AI discrimination test builder
If an AI system makes or informs a decision about a person — who gets hired, what price they pay, whether their content is removed — you have a legal and ethical duty to check that it is not treating protected groups differently. The cleanest way to detect that is paired testing: send the model two requests that are identical in every respect except a single protected attribute, then see whether the outputs diverge. This tool builds those matched prompt sets for you.
How it works
You paste your real decision prompt and pick the protected characteristics you want to probe — gender, race, age, disability, religion, pregnancy, or name-based proxy signals.
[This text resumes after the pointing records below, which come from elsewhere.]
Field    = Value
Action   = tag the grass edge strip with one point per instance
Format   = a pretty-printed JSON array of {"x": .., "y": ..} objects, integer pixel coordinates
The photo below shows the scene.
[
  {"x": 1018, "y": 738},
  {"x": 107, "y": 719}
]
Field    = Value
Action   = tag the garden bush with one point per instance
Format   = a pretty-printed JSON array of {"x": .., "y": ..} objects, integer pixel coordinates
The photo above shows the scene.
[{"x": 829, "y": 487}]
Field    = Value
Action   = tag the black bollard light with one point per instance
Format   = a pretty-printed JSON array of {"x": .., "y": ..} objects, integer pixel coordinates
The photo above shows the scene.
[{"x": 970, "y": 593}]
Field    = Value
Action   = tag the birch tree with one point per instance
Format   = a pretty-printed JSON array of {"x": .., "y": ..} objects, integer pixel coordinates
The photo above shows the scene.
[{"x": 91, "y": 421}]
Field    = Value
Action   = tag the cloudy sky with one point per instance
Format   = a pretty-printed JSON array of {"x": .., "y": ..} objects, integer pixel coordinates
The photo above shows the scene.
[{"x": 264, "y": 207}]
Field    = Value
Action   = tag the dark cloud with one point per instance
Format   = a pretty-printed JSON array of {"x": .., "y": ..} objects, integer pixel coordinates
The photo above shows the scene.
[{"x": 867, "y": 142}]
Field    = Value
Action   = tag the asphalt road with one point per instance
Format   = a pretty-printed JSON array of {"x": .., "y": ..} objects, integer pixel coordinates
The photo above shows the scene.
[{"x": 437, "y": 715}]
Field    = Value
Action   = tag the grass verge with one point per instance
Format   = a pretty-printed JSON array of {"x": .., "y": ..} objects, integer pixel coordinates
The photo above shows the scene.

For each characteristic the builder produces a set of otherwise-identical variant prompts that change only that one attribute and explicitly hold all other qualifications constant. It then assembles a runnable test harness with the recommended method: run each prompt at least twenty times, record the outcome, compute the positive-outcome rate per group, and apply the four-fifths rule to flag adverse impact.
Tips and notes
- Test name proxies, not just explicit attributes. Models often infer ethnicity or gender from a name even when you never state it — that is where real-world bias hides.
- Volume matters. A single generation is noise. Aggregate over many runs at a fixed temperature so you are measuring the model, not luck.
- A passing test is not a clean bill of health. Paired testing catches first-order disparities; it cannot catch intersectional or context-dependent bias. Treat it as one layer of a broader fairness audit.